R: Haben Sie selbst als Autorin auch schon mit Lisas zu tun gehabt?

E (lacht): Allerdings! Und es hat eine Weile gedauert, bis ich eingesehen habe, dass Leser, die sich ärgern, das Recht haben müssen, diesem Ärger Luft zu machen. Immerhin haben sie dem Autor Geld und Zeit geopfert. Was ich nicht akzeptiere, sind persönliche Beleidigungen. Aber davon bin ich, bis auf ganz wenige Ausnahmen, bislang verschont geblieben. 

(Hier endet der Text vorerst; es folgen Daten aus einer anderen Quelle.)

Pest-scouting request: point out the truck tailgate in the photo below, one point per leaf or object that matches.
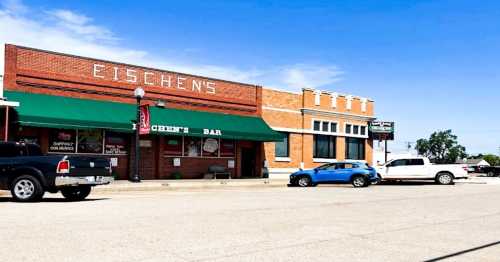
(89, 166)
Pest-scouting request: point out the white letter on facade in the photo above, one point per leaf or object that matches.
(97, 70)
(196, 85)
(210, 87)
(168, 81)
(146, 74)
(180, 83)
(131, 77)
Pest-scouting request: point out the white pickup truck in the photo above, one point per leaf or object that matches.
(420, 168)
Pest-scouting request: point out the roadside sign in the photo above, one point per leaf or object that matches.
(381, 130)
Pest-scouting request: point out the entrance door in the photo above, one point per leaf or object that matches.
(147, 166)
(248, 157)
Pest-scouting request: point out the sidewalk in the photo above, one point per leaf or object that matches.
(147, 185)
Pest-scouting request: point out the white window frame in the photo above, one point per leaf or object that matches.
(329, 131)
(348, 103)
(364, 102)
(317, 97)
(352, 134)
(334, 100)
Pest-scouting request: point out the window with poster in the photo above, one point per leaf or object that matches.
(90, 141)
(227, 148)
(173, 145)
(115, 143)
(192, 146)
(62, 141)
(210, 147)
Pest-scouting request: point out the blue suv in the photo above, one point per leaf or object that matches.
(358, 173)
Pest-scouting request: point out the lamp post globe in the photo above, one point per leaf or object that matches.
(138, 94)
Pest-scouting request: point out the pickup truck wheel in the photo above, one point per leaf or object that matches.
(26, 188)
(444, 178)
(359, 181)
(378, 180)
(304, 181)
(77, 193)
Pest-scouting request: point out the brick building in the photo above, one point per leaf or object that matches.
(78, 105)
(319, 127)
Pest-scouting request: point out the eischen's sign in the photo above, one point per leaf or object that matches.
(40, 71)
(151, 78)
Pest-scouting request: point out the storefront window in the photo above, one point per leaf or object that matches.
(115, 143)
(281, 147)
(192, 146)
(173, 145)
(227, 148)
(324, 146)
(62, 141)
(210, 147)
(355, 148)
(90, 141)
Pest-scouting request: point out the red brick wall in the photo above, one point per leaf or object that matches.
(39, 71)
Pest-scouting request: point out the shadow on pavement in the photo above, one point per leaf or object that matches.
(462, 252)
(51, 199)
(406, 183)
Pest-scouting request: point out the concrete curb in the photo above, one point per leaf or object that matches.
(156, 185)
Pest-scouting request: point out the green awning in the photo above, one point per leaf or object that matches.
(64, 112)
(206, 124)
(71, 113)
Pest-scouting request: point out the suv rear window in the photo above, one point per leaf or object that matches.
(416, 162)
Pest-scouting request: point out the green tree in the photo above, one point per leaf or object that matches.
(441, 147)
(492, 159)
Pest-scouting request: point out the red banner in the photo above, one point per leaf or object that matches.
(145, 126)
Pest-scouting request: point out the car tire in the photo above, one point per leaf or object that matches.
(378, 181)
(304, 181)
(26, 188)
(77, 193)
(360, 181)
(444, 179)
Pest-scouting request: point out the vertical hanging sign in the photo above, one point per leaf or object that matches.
(145, 124)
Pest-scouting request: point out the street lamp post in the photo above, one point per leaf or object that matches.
(139, 94)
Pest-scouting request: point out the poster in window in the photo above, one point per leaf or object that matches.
(227, 148)
(173, 145)
(192, 146)
(62, 141)
(210, 147)
(90, 141)
(115, 143)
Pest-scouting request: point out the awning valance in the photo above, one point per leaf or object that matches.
(71, 113)
(64, 112)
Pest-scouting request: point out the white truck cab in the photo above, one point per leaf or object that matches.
(420, 168)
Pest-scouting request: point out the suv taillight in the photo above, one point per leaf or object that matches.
(63, 167)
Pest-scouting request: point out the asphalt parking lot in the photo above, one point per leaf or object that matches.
(398, 222)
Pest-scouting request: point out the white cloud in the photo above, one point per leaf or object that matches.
(69, 32)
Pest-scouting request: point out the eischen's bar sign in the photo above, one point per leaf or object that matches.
(151, 78)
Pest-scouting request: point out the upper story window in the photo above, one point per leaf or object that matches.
(355, 129)
(348, 129)
(348, 104)
(334, 100)
(325, 126)
(364, 101)
(281, 148)
(317, 126)
(317, 98)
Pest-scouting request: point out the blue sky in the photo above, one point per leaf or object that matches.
(429, 65)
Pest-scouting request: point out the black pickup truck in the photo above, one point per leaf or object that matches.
(28, 174)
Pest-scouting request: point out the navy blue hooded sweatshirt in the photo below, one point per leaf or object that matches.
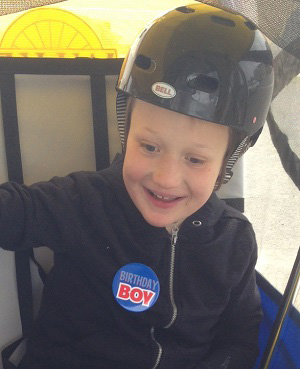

R: Was meinen Sie konkret?

E: Wenn jemand beispielsweise in einem rotzigen Satz zwei Jahre Schreibarbeit hinrichtet, indem er sinngemäß schreibt: Diese Autorin oder dieser Autor sollte mal besser bei Aldi an der Kasse sitzen, statt Papier zu beschmutzen, für das Bäume sterben müssen. Solche „Rezensenten“ sollten sich fragen, ob sie das einem Autor auch im realen Leben an den Kopf werfen würden. In einer Lesung oder auf der Buchmesse beispielsweise. Verstehen Sie mich nicht falsch: Es ist durchaus legitim, ein Buch zu verreißen, aber nicht den Menschen, der es geschrieben hat. Im Grunde sind wir Autoren sensible Wesen, und irgendwo sitzt immer auch ein bisschen unserer Seele zwischen den Buchdeckeln. Auch wenn`s nur nullachtfünfzehn Mainstream ist.

R: Welche Kritiken lesen Sie am liebsten?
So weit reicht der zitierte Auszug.